Champs today, gone tomorrow. Say goodbye to Darcy Kuemper. And prepare farewells for Nazem Kadri.

Their Stanley Cup runneth over with bags of money. The Avs are champs, and champs want to get paid. They were brothers in a championship quest. But money will rip them apart. Starting now.

So say goodbye, Darcy Kuemper.

Thanks for out-dueling the best goalie on the planet that unforgettable night when Colorado hoisted the Cup. Avalanche general manager Joe Sakic, however, showed Thursday what he really thinks of Kuemper, making a significant draft day trade that shipped three picks to the New York Rangers for backup netminder Alexandar Georgiev.

What’s next? We will find out whether Nazem Kadri loves Colorado more than money.

Although we get misty about how Kadri grew as a player and man to become the emotional spark plug of Colorado’s drive for a championship, team management would be crazy to pay top dollar for a 31-year-old center coming off an outlier of a career season.

After slamming beers faster than the Coors brewery can make them, here’s a sobering thought for the newly crowned champs: Building a dynasty requires tough economic choices that demand players make sacrifices in pursuit of winning, and Sakic won’t hand out lavish salaries based on sentimentality.

Giddy about the Cup coming home to Colorado for the first time since 2001, it would be nice, not to mention incredibly naïve, to think the Avalanche could run it all back next season.

But the buh-bye to Kuemper reminded us that keeping the band together is a sentimental fantasy in a league with a hard salary cap — a harsh reality franchise owner Stan Kroenke warned us about amid the championship celebration in Tampa. With a bill quickly coming due on a contract extension for center Nathan MacKinnon, the Avs will be forced to undergo a significant makeover to fight off challengers next season, when the cap is set at $82.5 million.

Sakic learned the hockey business at the right (iron) hand of Pierre Lacroix, who loved Avalanche players like his kids, until they came asking for a hefty bump in allowance. Franchise management has long held to the guiding principle of sticking to an internally set salary structure, rather than reacting to the market rate set by some greater fool in another NHL city.

And that’s why Kadri has to go, pack his bags and move on to Seattle or Phoenix or Washington, unless he’s willing to take a major hometown discount to remain with his brothers in burgundy and blue.

MacKinnon has worked for an average salary of $6.3 million on an absurdly team-friendly contract for six seasons. A year ago, Sakic was willing to play a game of financial chicken with captain Gabe Landeskog, before signing him for a new deal worth $7 million per annum at the 11th hour. The course of Avalanche history is dotted with top-level performers, from Chris Drury to Ryan O’Reilly, who felt underappreciated and were shown the door.

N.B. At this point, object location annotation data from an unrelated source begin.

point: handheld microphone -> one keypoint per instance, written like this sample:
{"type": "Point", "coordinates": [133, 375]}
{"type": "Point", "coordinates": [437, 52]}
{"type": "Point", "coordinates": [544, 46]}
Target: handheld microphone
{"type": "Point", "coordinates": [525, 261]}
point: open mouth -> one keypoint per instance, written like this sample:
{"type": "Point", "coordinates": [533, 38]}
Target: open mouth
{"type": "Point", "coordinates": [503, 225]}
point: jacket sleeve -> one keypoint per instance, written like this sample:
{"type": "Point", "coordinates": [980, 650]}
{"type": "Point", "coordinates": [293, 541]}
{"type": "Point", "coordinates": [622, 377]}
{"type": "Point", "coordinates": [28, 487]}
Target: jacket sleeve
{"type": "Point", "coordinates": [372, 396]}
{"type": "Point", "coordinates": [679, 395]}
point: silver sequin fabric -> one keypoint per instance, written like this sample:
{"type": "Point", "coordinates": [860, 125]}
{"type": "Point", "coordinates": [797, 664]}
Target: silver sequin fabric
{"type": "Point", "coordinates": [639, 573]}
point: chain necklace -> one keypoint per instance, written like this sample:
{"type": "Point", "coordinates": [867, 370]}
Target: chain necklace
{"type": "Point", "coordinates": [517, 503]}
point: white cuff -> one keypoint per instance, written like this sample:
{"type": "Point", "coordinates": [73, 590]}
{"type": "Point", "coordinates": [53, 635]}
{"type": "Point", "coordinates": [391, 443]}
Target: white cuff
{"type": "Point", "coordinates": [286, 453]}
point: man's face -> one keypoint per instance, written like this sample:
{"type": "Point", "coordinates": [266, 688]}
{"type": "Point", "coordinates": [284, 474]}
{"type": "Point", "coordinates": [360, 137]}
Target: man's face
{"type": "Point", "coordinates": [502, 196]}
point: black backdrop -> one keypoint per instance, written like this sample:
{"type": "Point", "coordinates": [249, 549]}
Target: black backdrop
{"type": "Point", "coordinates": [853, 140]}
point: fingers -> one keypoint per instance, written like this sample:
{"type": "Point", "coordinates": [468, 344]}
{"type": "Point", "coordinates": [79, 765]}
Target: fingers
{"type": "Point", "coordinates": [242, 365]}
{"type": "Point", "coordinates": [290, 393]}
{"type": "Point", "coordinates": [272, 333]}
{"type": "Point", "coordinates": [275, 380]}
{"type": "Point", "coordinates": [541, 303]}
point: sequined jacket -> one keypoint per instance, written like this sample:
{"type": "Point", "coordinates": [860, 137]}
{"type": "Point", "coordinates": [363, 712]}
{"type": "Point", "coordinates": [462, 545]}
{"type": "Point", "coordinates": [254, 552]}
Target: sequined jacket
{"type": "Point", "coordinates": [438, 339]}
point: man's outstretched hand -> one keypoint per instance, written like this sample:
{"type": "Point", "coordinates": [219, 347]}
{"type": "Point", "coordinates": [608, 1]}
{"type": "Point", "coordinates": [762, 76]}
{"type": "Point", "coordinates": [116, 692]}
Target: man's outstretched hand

Despite a well-deserved selection as an all-star for the first time in his career, Kadri is not worth a single penny more to the Avalanche than Landeskog, whose mental toughness and steady leadership is priceless. While the 1.23-points-per-game production of Kadri during the regular season was phenomenal, it’s hard to see how a player who has averaged .69 ppg throughout a lengthy career will be able to maintain anywhere near that excellence into his mid-30s .

It would be no surprise if a team desperate to make a free-agent splash offers Kadri a salary north of $8 million. But a hockey dynasty is not built with stupid money, and that’s why Sakic would be wise to let Kadri walk.

For starters, the Avalanche could use the money saved to re-sign free agent Valeri Nichushkin, more than four years younger than Kadri and every bit as essential to Colorado winning the Cup. The Avs could begin shopping for a No. 2 center to replace Kadri in New York, where Rangers Ryan Strome and Andrew Copp are expected to hit the free-agent market.

The hard road to the Cup goes on forever, but the victory party abruptly ends.

It is Sakic’s tall task to build a dynasty within strict economic parameters.

And that won’t be easy, especially if you know NHL history.

I recall standing alongside Kroenke during a regular-season game in 2004, wondering aloud if the then-looming labor strife was worth the risk to Colorado, which had enjoyed a long run of on-ice success, including two championships, under the old economic rules.

Without hesitation, Kroenke told me cost certainty for all teams in the league absolutely had to take priority over the championship ambition of any individual franchise. He obviously meant it. During the next 12 months, the NHL became the first sports league in North America to lose an entire season to labor strife.